More than 60,000 protestors gathered in the Swiss city Bern on Saturday, less than a month before a national election, to demand stricter policies to tackle climate change, organizers said.
Such huge protests are unusual in Switzerland, and they reflect growing public dissatisfaction with the slow pace of policy development to tackle global warming, despite substantial evidence of its impact.
Switzerland’s glaciers have shrunk by 10% in two years, while September was the hottest on record in a country warming at more than twice the global rate.
“Many have been losing hope because the government is approving new roads and delaying the climate law. But today we were powerful,” said Georg Klingler from environmental campaigners Greenpeace who took part in the march.

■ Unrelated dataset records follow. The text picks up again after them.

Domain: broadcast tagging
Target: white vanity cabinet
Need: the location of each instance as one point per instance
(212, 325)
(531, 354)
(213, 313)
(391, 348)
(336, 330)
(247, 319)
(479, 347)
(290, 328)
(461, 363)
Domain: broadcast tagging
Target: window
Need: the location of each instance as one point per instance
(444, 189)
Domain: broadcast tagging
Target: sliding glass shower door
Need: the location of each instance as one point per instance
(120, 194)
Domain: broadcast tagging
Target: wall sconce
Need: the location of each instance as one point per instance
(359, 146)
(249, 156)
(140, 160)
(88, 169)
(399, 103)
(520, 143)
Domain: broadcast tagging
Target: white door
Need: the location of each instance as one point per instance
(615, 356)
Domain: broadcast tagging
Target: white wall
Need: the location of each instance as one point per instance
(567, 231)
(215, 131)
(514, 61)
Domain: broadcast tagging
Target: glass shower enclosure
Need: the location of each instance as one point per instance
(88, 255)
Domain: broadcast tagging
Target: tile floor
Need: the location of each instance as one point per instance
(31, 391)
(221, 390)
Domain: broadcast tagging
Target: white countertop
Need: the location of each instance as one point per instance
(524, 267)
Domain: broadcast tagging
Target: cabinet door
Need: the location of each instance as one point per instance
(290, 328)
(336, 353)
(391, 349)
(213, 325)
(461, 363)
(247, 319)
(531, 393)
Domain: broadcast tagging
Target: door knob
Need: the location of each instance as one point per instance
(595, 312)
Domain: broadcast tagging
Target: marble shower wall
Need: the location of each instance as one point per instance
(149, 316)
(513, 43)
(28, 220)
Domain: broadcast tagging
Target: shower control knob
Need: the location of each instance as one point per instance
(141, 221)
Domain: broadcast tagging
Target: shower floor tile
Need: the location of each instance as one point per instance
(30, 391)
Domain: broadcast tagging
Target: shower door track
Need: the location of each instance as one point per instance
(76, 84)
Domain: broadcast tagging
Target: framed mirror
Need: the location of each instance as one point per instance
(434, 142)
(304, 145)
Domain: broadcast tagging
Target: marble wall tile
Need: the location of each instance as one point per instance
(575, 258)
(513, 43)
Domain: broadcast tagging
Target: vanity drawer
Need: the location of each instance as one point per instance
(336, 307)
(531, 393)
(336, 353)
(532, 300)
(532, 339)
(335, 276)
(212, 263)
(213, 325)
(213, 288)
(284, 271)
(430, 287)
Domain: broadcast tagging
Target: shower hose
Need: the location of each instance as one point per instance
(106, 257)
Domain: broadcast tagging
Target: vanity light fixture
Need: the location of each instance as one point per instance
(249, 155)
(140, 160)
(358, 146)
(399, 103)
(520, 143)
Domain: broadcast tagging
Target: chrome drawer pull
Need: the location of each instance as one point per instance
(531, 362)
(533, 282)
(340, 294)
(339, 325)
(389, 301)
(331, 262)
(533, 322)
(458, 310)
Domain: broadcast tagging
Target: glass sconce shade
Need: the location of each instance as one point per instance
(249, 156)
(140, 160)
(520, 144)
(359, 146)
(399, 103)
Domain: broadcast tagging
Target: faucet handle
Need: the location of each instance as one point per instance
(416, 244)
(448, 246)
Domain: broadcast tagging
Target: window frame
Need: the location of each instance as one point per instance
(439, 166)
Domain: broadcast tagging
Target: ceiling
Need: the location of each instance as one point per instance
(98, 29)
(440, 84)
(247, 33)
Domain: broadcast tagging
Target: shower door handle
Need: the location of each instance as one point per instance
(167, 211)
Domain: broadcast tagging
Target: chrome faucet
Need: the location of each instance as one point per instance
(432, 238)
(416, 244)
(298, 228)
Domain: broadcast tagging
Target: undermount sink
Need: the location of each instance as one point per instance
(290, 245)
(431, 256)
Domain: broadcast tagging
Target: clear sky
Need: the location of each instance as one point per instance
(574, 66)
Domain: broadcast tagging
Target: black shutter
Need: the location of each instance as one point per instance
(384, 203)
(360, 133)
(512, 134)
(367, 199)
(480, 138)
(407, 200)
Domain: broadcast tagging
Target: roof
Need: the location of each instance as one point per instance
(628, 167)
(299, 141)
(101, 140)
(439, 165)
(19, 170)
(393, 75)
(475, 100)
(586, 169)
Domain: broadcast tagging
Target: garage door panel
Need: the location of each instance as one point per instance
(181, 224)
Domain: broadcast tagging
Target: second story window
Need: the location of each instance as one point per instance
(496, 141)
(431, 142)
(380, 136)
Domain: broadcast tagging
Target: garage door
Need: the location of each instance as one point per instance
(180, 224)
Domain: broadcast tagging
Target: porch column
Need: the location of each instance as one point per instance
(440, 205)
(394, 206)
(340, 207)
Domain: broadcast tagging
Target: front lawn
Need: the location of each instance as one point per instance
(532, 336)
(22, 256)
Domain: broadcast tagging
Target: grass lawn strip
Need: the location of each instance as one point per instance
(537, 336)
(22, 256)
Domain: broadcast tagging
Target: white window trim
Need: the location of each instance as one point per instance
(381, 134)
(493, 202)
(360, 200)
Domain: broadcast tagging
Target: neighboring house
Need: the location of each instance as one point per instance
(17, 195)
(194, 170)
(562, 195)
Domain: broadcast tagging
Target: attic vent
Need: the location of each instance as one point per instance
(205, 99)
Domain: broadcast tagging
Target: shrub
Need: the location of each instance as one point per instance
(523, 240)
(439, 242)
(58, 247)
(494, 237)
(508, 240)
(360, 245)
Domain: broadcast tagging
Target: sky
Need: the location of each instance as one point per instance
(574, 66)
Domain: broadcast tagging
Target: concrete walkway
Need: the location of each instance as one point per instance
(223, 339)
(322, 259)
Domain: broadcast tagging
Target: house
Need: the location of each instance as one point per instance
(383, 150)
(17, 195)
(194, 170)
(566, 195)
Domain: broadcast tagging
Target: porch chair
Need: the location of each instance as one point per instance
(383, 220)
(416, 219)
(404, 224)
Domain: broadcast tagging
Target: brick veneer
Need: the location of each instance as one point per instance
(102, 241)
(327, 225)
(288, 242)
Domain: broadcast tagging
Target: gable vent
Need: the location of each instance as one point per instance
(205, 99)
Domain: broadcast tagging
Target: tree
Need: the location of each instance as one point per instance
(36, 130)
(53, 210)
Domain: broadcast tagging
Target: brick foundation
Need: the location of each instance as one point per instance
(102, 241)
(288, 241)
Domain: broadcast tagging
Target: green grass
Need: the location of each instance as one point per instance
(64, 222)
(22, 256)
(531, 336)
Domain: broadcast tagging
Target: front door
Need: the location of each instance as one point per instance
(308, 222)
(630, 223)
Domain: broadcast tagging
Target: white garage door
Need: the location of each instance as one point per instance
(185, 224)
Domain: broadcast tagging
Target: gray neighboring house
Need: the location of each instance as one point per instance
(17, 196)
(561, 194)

The Green Party, which boosted its presence at the last parliamentary election but does not have a seat in the ruling cabinet, estimated that more than 60,000 people took part. A Bern police spokesperson declined to give an estimate.
“Parliament, with its bourgeois majority, is preventing rapid, consistent and effective climate protection,” the Green Party said. “We need a change at the next elections,” it said, referring to the Oct. 22 legislative poll.
Switzerland’s policies are deemed “insufficient” by research consortium Climate Action Tracker.
Its voters approved a draft climate law in June that aims to cut emissions to net zero by 2050 by giving financial incentives for firms and consumers to switch to renewables. But the government has said the law will not take effect until 2025.